L’armistice fut dénoncé le 12 mars 1849 et la reprise des hostilités fixée au 20. Cette fois, la campagne ne dura pas même huit jours. Ramorino commit une première et lourde faute en n’envoyant que de faibles effectifs pour s’opposer au passage du Tessin près de Pavie par Radetzky, qui y avait rassemblé ses forces afin de livrer tout de suite une bataille décisive. Le gros des troupes, avec Chrzanowski et Charles-Albert, avait, de son côté, franchi le Tessin au pont de Buffalora et occupé Magenta sans rencontrer d’ennemis. En poursuivant sa route vers Milan, il aurait avancé au milieu de populations prêtes à le seconder, tout à l’inverse de Radetzky en territoire ennemi. Mais le général polonais, au lieu de poursuivre son plan, rebroussa chemin vers Novare, où, après deux combats plus au sud, l’un heureux à Vigevano, l’autre malheureux à Mortara, il concentra toute son armée devant Novare et y attendit le choc ennemi (23 mars). À la nuit tombante, le désastre était complet ; Charles-Albert, après avoir de nouveau vainement cherché la mort, fit demander à Radetzky un nouvel armistice, dont les clauses lui parurent inacceptables ; sur-le-champ, il décida d’abdiquer en faveur de son fils aîné Victor-Emmanuel. La nuit même, sans rentrer à Turin, et sous le nom d’emprunt de comte de Barge, il partit pour l’exil, à Porto, où il devait mourir le 28 juillet.

M. V.

➙ Italie / Piémont / Risorgimento / Savoie.

 N. Rodocoli, Carlo Alberto (Florence, 1936-1948 ; 3 vol.). / A. Omodeo, La Leggenda di Carlo Alberto nella recente storiografia (Vérone, 1957).

Charles Ier d’Anjou

Prince capétien (1226 - Foggia 1285), comte d’Anjou, du Maine, de Provence et de Forcalquier (1246-1285), roi de Sicile (1266-1285), dixième fils de Louis VIII et de Blanche de Castille.

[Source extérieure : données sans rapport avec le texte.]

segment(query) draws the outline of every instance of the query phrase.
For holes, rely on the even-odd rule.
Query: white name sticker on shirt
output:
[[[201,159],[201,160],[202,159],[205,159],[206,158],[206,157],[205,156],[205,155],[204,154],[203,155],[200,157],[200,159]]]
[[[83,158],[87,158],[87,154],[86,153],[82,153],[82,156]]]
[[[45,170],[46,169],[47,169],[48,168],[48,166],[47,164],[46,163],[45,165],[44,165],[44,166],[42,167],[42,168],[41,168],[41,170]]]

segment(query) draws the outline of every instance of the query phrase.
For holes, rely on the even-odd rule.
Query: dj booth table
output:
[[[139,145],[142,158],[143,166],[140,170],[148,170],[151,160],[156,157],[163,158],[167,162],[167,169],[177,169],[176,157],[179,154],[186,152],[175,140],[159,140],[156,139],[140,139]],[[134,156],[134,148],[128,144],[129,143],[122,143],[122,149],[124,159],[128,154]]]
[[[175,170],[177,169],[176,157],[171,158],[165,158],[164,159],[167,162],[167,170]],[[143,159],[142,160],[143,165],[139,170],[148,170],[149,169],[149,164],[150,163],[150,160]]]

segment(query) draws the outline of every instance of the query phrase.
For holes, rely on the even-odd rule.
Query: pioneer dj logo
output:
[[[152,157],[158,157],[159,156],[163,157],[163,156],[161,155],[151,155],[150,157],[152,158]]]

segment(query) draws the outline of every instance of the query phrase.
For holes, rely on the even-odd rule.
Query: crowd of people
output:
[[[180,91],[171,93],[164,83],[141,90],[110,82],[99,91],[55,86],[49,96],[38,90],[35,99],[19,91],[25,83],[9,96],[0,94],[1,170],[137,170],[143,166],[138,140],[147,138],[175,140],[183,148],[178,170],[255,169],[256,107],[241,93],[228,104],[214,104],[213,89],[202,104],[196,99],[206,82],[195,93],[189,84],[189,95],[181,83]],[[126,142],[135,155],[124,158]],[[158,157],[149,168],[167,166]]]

Raimond-Béranger IV (V) de Provence ayant, le 20 juin 1238, déshérité sa fille Marguerite, femme de Louis IX, pour éviter l’annexion de la Provence à la Couronne, Blanche de Castille attend sa mort, en août 1245, pour contraindre la nouvelle héritière de la Provence. Béatrice, fille cadette du défunt, à épouser son fils Charles d’Anjou, à Aix le 31 janvier 1246, avec l’accord du pape Innocent IV. Mais la haine traditionnelle des Méridionaux à l’égard des Français du Nord se manifeste dès que le nouveau comte regagne la Cour pour être armé chevalier à Melun, le 3 juin 1246, et pour prendre possession de l’apanage d’Anjou. Ayant préparé sa participation à la septième croisade, il s’embarque le 7 août 1248 à Aigues-Mortes aux côtés de Saint Louis. Il s’illustre par son courage à Damiette en juin 1249, à Mansourah en février 1250, mais il est bientôt fait prisonnier. Libéré peu après, il se rend en Palestine, puis regagne la France, où il exerce la régence du royaume aux côtés d’Alphonse de Poitiers après la mort de Blanche de Castille le 27 novembre 1252. Il trouve la Provence en pleine révolte sous l’impulsion de Marseille, qui a constitué une ligue antiangevine, animée depuis 1249 par Barrai des Baux, et doit pacifier le comté. Avec une armée franco-provençale, il contraint Arles et Avignon à capituler les 30 avril et 8 mai 1251, et il nomme dans chacune d’elles un viguier pour les administrer. Ayant obligé par ailleurs Barrai des Baux à faire la paix le 30 octobre 1251 et à lui prêter hommage, il impose à Marseille, par la paix d’Aix du 6 juillet 1252, la présence dans ses murs d’un juge et d’un baile comtal ; enfin, par les chapitres de paix de juin 1257, il la fait renoncer à sa commune. Brisant dès lors les dernières tentatives de révolte de la cité phocéenne en 1261 et en 1263, il se préoccupe de consolider les frontières de son comté, mais il ne peut empêcher le détachement définitif du Comtat au profit du pape en 1274. Renouvelant par ailleurs le personnel administratif de la Provence en faisant appel surtout à des Français sous la haute autorité d’un sénéchal résidant à Aix, il s’assure d’importantes ressources en imposant aux propriétaires des salins de Berre un lucratif monopole du sel.